Charles Darwin’s The Expression of the Emotions in Man and Animals (1872) is his definitive engagement with emotion and evolution. We have drawn our account of Tomkins and evolution from chapter 5 (“Evolution and Affect”) and chapter 8 (“The Innate Determinants of Affect”) of AIC1 and from his essay (“Affect Theory”) in Paul Ekman’s anthology Emotion in the Human Face. Tomkins’s last public lecture, delivered at the International Society for Research on Emotion in 1990, has been published (in lightly edited form) as “Inverse Archaeology: Facial Affect and the Interfaces of Scripts within and between Persons” in Exploring Affect: The Selected Writings of Silvan S. Tomkins. This lecture is a long, often associative revision of his early work on affect and scripts. The arguments in this lecture are a summary of the findings in volumes 3 and 4 of AIC. Lauren Abramson has kindly shown us a video of this last lecture; our comments here draw from both the video and the published lecture.

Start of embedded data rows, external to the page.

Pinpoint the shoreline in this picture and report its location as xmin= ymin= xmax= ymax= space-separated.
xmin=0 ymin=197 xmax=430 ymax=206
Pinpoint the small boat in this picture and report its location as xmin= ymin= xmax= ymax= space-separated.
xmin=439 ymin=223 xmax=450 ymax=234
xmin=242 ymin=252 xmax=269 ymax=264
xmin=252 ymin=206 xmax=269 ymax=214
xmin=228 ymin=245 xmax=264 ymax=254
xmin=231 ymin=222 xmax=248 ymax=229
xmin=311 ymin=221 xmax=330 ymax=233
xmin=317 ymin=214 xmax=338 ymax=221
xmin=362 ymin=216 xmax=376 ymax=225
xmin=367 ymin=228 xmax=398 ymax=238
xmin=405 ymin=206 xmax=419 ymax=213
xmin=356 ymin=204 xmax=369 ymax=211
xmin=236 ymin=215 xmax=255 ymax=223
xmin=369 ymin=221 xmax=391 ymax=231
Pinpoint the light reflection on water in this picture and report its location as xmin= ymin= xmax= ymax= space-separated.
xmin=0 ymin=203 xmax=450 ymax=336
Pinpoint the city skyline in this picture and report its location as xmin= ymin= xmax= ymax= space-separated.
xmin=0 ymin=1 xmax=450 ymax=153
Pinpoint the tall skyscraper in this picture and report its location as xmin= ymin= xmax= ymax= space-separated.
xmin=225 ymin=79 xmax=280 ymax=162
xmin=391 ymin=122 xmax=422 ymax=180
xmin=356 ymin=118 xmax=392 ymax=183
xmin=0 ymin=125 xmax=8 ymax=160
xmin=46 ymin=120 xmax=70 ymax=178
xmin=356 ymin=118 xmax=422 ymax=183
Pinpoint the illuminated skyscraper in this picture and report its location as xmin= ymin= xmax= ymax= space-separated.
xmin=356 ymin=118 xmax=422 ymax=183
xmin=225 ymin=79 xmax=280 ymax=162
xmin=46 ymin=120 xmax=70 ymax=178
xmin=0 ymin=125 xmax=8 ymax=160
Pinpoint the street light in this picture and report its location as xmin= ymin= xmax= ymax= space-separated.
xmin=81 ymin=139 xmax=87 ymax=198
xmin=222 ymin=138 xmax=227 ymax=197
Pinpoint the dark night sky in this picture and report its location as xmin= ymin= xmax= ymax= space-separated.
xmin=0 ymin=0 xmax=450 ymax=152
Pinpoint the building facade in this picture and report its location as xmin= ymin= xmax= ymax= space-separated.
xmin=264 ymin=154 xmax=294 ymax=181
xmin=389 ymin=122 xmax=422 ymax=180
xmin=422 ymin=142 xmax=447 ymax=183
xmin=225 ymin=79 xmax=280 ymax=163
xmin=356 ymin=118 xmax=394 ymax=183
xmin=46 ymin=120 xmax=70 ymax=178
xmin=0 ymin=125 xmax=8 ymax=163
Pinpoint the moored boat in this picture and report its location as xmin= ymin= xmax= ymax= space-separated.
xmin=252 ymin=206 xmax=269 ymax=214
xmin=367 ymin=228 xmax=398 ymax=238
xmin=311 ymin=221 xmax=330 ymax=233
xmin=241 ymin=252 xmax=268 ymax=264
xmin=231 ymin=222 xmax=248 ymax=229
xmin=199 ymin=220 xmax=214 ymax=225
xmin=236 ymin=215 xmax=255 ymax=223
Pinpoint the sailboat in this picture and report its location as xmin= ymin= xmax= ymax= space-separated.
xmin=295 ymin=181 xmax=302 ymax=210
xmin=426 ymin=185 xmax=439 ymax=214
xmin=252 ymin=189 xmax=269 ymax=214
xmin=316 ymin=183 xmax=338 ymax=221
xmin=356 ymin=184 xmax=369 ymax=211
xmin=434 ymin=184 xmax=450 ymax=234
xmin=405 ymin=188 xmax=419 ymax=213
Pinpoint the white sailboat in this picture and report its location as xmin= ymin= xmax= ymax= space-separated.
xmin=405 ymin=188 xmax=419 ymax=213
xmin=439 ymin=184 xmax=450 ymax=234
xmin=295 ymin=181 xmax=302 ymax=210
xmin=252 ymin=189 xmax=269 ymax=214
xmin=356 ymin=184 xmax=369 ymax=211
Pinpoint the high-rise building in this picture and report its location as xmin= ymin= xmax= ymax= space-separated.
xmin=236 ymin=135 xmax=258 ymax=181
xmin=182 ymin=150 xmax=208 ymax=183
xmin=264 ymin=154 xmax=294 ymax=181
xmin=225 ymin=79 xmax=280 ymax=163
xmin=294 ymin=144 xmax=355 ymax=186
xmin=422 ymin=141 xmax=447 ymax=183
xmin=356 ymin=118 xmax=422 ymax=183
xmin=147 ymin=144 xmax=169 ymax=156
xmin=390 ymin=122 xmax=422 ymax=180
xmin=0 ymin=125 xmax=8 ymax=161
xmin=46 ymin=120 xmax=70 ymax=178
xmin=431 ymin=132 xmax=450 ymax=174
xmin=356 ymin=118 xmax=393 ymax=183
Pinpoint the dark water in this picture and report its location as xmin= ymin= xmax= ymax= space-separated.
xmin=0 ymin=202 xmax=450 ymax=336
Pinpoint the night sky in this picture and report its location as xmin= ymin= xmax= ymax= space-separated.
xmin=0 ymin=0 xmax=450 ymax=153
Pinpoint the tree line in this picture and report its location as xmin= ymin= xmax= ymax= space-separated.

We use the term consilience here and in chapter 13. It is a term that Edward O. Wilson popularized in a book of the same name in 1998 (Consilience: The Unity of Knowledge): “There is intrinsically only one class of explanation. It transverses the scales of space, time, and complexity to unite disparate facts of the disciplines by consilience, the perception of a seamless web of cause and effect” (297). A philosophy of consilience anticipates that the continuity of the world will eventually be reflected in one unbroken scientific account.
There is much to be said about Paul Ekman’s long-standing battles with anthropological and psychological authors who reject biological or evolutionary explanations of emotion. We refer readers who would like to follow Ekman’s side of this debate to his early text Darwin and Facial Expression: A Century of Research in Review, his afterword in Charles Darwin’s The Expression of the Emotions in Man and Animals, and Emotions Revealed: Recognizing Faces and Feelings to Improve Communication and Emotional Life. His claims about the universal and hardwired nature of emotions and his rejection of theories of cultural relativism have remained much the same over the four decades covered by these texts.